The types of service metrics you will use will depend on your design and the types of equipment (network devices) you implement in the network, but at this point in the analysis process, you can influence or require what will be measured in the network and (to some extent) how it will be measured.

Service metrics for RMA include:

Reliability, in terms of mean time between failures (MTBFs) and mean time between mission critical failures (MTBCFs)
Maintainability, in terms of mean time to repair (MTTR)
Availability, in terms of MTBF, MTBCF, and MTTR

Additional metrics can include uptime and downtime (as a percentage of total time), error and loss rates at various levels, such as packet error rate, bit error rate (BER), cell loss ratio (CLR), cell misinsertion ratio (CMR), frame and packet loss rates.

Service metrics for capacity include:

Data rates, in terms of peak data rate, sustained data rate, and minimum data rate
Data sizes, including burst sizes and durations

Service metrics for delay include:

End-to-end or round-trip delay
Latency
Delay variation

As configurable and measurable quantities in the network, service metrics can be described in terms of variables in network devices. There will also be mechanisms to configure and measure these variables. As we will see in Chapter 7, current mechanisms to configure and measure service metrics are with network management platforms that use the Simple Network Management Protocol (SNMP) and the Common Management Information Protocol (CMIP), which access variables described in management information bases (MIBs). MIBs describe generic and enterprise-specific management variables.

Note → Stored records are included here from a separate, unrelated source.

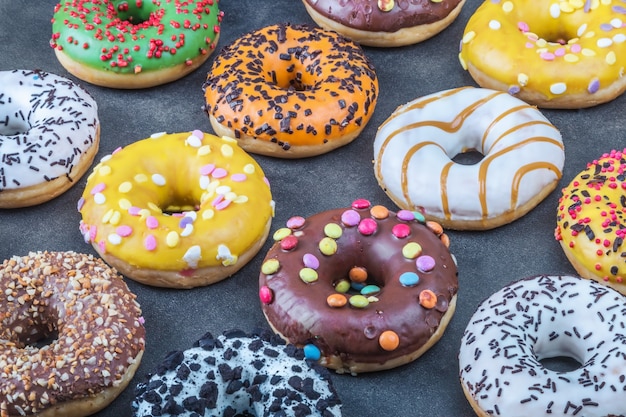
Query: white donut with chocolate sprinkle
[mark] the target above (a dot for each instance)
(238, 374)
(49, 136)
(503, 360)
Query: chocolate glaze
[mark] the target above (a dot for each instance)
(299, 310)
(69, 328)
(367, 15)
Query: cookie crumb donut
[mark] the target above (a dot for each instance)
(291, 91)
(238, 374)
(177, 210)
(49, 136)
(361, 288)
(557, 54)
(541, 318)
(134, 44)
(385, 23)
(522, 157)
(71, 335)
(591, 220)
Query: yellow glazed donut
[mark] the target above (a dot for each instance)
(554, 54)
(591, 221)
(177, 210)
(522, 157)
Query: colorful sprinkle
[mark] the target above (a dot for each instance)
(389, 340)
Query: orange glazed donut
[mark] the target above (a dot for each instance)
(361, 289)
(385, 23)
(591, 220)
(291, 91)
(555, 54)
(177, 210)
(134, 43)
(71, 335)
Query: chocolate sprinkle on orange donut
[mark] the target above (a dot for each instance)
(291, 91)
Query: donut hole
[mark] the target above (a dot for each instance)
(358, 285)
(131, 13)
(14, 126)
(561, 364)
(468, 157)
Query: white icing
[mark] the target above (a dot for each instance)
(547, 317)
(46, 123)
(238, 376)
(522, 153)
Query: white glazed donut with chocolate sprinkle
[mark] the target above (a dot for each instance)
(49, 136)
(238, 374)
(539, 318)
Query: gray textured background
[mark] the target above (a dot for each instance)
(175, 319)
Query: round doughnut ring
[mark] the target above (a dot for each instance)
(291, 91)
(362, 288)
(591, 220)
(166, 226)
(385, 23)
(134, 44)
(49, 136)
(238, 374)
(565, 54)
(541, 318)
(71, 335)
(522, 157)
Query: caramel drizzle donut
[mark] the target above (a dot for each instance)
(522, 160)
(361, 289)
(538, 318)
(134, 44)
(94, 324)
(385, 23)
(49, 136)
(556, 54)
(181, 221)
(591, 220)
(291, 91)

Examples of variables used as service metrics include:

Bytes in/out (per interface)
IP packets in/out (per interface)
Dropped Internet Control Message Protocol (ICMP) messages per unit time (per interface)
Service-level agreement (SLA) metrics (per user)
Capacity limit
Burst tolerance
Delay
Downtime

3.4.1 Measurement Tools

In addition to the management protocols and MIBs, we can use commonly available tools to help us measure service metrics. One such tool is the utility ping (Packet InterNet Groper) (available in TCP/IP releases), which roughly measures round-trip delays between selected sources and destinations in the network. Another tool is pathchar (available from ee.lbl.gov), which combines round-trip delay and per-link capacity measurements with path traces, such as with another popular utility traceroute. Another popular tool to analyze TCP traffic is TCPdump. There are also proprietary tools, enterprise-specific tools, and technology-specific tools that may be used in addition to those described.

For example, one method to monitor availability in the network is to use ping to estimate delay and packet loss (Figure 3.6). Ping tells us the approximate round-trip delay, as well as when ICMP echo packets (ping packets) are lost in the network or at the destination. Although not an exact method, it is fairly simple to set up and use and it provides an early warning mechanism for RMA problems.

click to expand
Figure 3.6: Using ping and IP packet loss as service metrics for RMA.

When developing service metrics, we want to also try to determine where in the system we want to measure each metric, as well as potential mechanisms for measurement, as in Figure 3.7.

Service Metric		Where Metric Will Be Measured in System	Measurement Method
1	LAN Delay	Between NM Device and Each Router in LAN	Ping
2	Wan Delay 1	Between NM Device and Local Router Interface to WAN	Ping
3	WAN Delay 2	Between NM Device and Remote Router Interface to WAN	Ping
3	LAN Packet Loss	At Each Local Router	SNMP

Figure 3.7: Example service metrics.

3.4.2 Where to Apply Service Metrics

Where service metrics are applied is determined in part by what you plan to achieve from them (e.g., separating responsibilities). They are useful when trying to isolate and track problems in the network, especially when multiple groups are responsible for the network. For example, in Figure 3.6, the service metrics that are applied can also be used to separate responsibilities between an end-to-end provider, a WAN service provider, and other intermediate providers.